Dr. Krishna Pattipati received the B. Tech. degree in electrical engineering with highest honors from the Indian Institute of Technology, Kharagpur, in 1975, and the M.S. and Ph.D. degrees in systems engineering from UConn, Storrs, in 1977 and 1980, respectively. He was with ALPHATECH, Inc., Burlington, MA from 1980 to 1986. He has been with the department of Electrical and Computer Engineering at UConn, where he is currently the Board of Trustees Distinguished Professor and the Chair Professor in Systems Engineering. Dr. Pattipati’s research activities are in the areas of proactive decision support, uncertainty quantification, smart manufacturing, autonomy, knowledge representation, and optimization-based learning and inference. A common theme among these applications is that they are characterized by a great deal of uncertainty, complexity, and computational intractability. He is a cofounder of Qualtech Systems, Inc., a firm specializing in advanced integrated diagnostics software tools (TEAMS, TEAMS-RT, TEAMS-RDS, TEAMATE), and serves on the board of Aptima, Inc.

Dr.

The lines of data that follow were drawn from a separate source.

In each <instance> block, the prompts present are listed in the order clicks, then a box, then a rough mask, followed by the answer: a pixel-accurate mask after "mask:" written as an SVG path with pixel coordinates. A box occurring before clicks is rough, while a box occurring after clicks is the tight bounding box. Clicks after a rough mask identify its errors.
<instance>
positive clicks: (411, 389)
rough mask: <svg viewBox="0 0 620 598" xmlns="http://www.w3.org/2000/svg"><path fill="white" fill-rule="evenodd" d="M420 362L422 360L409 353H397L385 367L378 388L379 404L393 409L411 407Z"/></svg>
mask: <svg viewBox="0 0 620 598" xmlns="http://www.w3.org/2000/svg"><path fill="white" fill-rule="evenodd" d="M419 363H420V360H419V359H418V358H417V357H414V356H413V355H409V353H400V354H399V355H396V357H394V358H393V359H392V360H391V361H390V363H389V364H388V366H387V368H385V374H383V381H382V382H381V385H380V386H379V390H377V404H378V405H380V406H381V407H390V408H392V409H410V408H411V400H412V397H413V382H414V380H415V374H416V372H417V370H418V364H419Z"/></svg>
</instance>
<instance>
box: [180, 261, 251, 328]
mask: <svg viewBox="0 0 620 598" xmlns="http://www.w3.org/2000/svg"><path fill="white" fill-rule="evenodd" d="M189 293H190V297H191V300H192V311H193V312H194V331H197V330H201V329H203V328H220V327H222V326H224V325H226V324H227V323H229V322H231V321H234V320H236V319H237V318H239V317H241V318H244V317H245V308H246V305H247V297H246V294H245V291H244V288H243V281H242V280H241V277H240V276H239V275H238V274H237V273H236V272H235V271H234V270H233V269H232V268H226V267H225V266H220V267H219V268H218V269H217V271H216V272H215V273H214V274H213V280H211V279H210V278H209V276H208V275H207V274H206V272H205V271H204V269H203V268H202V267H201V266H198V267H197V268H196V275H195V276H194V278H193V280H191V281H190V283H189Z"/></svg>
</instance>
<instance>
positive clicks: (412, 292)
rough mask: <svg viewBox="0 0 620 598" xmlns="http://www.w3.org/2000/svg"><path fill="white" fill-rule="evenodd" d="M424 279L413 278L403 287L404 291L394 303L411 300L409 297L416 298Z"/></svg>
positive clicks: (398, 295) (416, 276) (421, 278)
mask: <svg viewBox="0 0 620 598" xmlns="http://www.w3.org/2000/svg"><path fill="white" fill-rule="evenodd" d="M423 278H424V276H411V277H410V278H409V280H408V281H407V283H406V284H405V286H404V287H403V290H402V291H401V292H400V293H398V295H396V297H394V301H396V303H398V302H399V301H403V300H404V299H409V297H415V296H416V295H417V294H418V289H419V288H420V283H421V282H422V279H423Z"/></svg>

Pattipati was selected by the IEEE Systems, Man, and Cybernetics (SMC) Society as the Outstanding Young Engineer of 1984, and received the Centennial Key to the Future award. He has served as the Editor-in-Chief of the IEEE TRANSACTIONS ON SYSTEMS, MAN, AND CYBERNETICS–PART B from 1998 to 2001. He was co-recipient of the Andrew P. Sage Award for the Best SMC Transactions Paper for 1999, the Barry Carlton Award for the Best AES Transactions Paper for 2000, the 2002 and 2008 NASA Space Act Awards for “A Comprehensive Toolset for Model-based Health Monitoring and Diagnosis,” and “Real-time Update of Fault-Test Dependencies of Dynamic Systems: A Comprehensive Toolset for Model-Based Health Monitoring and Diagnostics”, and the 2003 AAUP Research Excellence Award at UCONN. He is an elected Fellow of IEEE and of the Connecticut Academy of Science and Engineering.